Es, por tanto, un permanente viaje de ida y vuelta: un despertar a la complejidad, allá donde nos habíamos acomodado en limitados esquemas, para luego hacer un esfuerzo de esquematizar de nuevo mediante la razón y el sentido común. La verdad es siempre compleja porque nos reserva lo inesperado, y asombrosamente simple cuando la traducimos en fórmulas que nos permitan manejarla.
Ese viaje se repite una y otra vez: la verdad nunca está acabada.

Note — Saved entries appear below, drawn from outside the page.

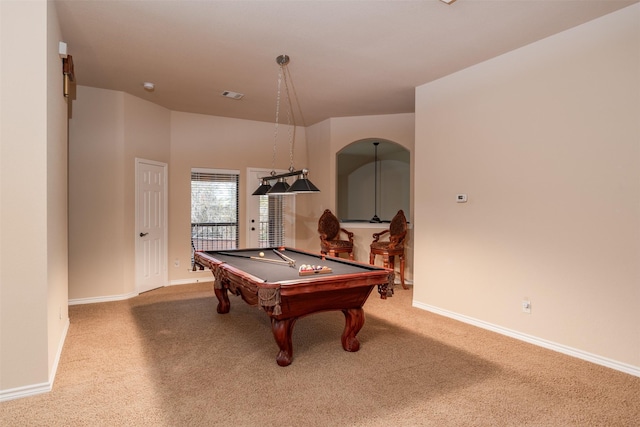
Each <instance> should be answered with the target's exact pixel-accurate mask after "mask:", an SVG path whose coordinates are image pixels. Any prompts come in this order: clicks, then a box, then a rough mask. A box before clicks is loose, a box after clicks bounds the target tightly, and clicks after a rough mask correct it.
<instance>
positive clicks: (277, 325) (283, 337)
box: [271, 317, 297, 366]
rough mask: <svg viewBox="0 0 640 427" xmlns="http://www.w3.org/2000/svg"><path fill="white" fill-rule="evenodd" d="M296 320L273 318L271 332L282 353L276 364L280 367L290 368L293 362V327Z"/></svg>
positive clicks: (271, 324)
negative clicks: (271, 331)
mask: <svg viewBox="0 0 640 427" xmlns="http://www.w3.org/2000/svg"><path fill="white" fill-rule="evenodd" d="M296 320H297V319H296V318H290V319H281V320H278V319H274V318H273V317H272V318H271V331H272V332H273V337H274V338H275V339H276V343H277V344H278V347H280V352H279V353H278V356H277V357H276V362H278V365H280V366H289V365H290V364H291V361H292V360H293V340H292V339H293V325H295V323H296Z"/></svg>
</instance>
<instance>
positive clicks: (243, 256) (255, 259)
mask: <svg viewBox="0 0 640 427" xmlns="http://www.w3.org/2000/svg"><path fill="white" fill-rule="evenodd" d="M218 253H219V254H220V255H226V256H234V257H237V258H247V259H252V260H255V261H262V262H272V263H274V264H280V265H290V263H288V262H287V261H284V260H282V261H281V260H278V259H269V258H260V257H257V256H251V255H240V254H232V253H229V252H218Z"/></svg>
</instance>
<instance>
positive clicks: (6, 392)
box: [0, 318, 69, 402]
mask: <svg viewBox="0 0 640 427" xmlns="http://www.w3.org/2000/svg"><path fill="white" fill-rule="evenodd" d="M67 332H69V319H68V318H67V321H66V322H65V325H64V331H63V332H62V335H61V337H60V341H59V342H58V349H57V351H56V358H55V360H54V361H53V366H52V367H51V372H50V373H49V381H47V382H46V383H39V384H31V385H27V386H22V387H16V388H11V389H8V390H0V402H6V401H8V400H14V399H21V398H23V397H29V396H35V395H37V394H43V393H49V392H50V391H51V390H52V389H53V381H54V380H55V378H56V373H57V372H58V364H59V363H60V356H61V355H62V348H63V347H64V342H65V340H66V339H67Z"/></svg>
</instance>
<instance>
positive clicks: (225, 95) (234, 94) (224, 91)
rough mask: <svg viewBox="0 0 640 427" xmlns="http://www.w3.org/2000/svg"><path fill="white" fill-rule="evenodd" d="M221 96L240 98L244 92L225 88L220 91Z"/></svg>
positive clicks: (236, 98)
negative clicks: (231, 90)
mask: <svg viewBox="0 0 640 427" xmlns="http://www.w3.org/2000/svg"><path fill="white" fill-rule="evenodd" d="M222 96H226V97H227V98H231V99H241V98H242V97H243V96H244V93H238V92H231V91H230V90H225V91H224V92H222Z"/></svg>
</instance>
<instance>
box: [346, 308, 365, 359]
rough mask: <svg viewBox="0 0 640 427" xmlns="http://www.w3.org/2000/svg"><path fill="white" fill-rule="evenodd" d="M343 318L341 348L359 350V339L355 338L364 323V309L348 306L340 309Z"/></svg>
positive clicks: (346, 349)
mask: <svg viewBox="0 0 640 427" xmlns="http://www.w3.org/2000/svg"><path fill="white" fill-rule="evenodd" d="M342 312H343V313H344V318H345V325H344V332H342V348H344V349H345V350H346V351H358V350H360V341H358V338H356V335H357V334H358V332H360V329H362V326H363V325H364V310H363V309H362V308H348V309H344V310H342Z"/></svg>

La vida siempre tiene algo más que oponer a nuestras conclusiones («A la vida no le enseña nadie», escribe García Márquez), y el pensamiento debe afinar nuevas interpretaciones. Así se construye todo el conocimiento, incluido el científico, pero sobre todo la filosofía, que trabaja con lo amplio, lo ambiguo, lo indemostrable. Los argumentos filosóficos nunca son definitivos, más bien nos hablan de maneras de situarse ante las cosas que de las cosas mismas. Esa es su limitación —que le impone humildad— y ese es su esplendor —audaz, inagotable osadía prometeica—.
Privados de verdades eternas, hay que elegir cuidadosamente las verdades provisionales a las que nos atendremos. Luego confiarles nuestra pasión y exponerlas a la obstinada intemperie de la lucidez.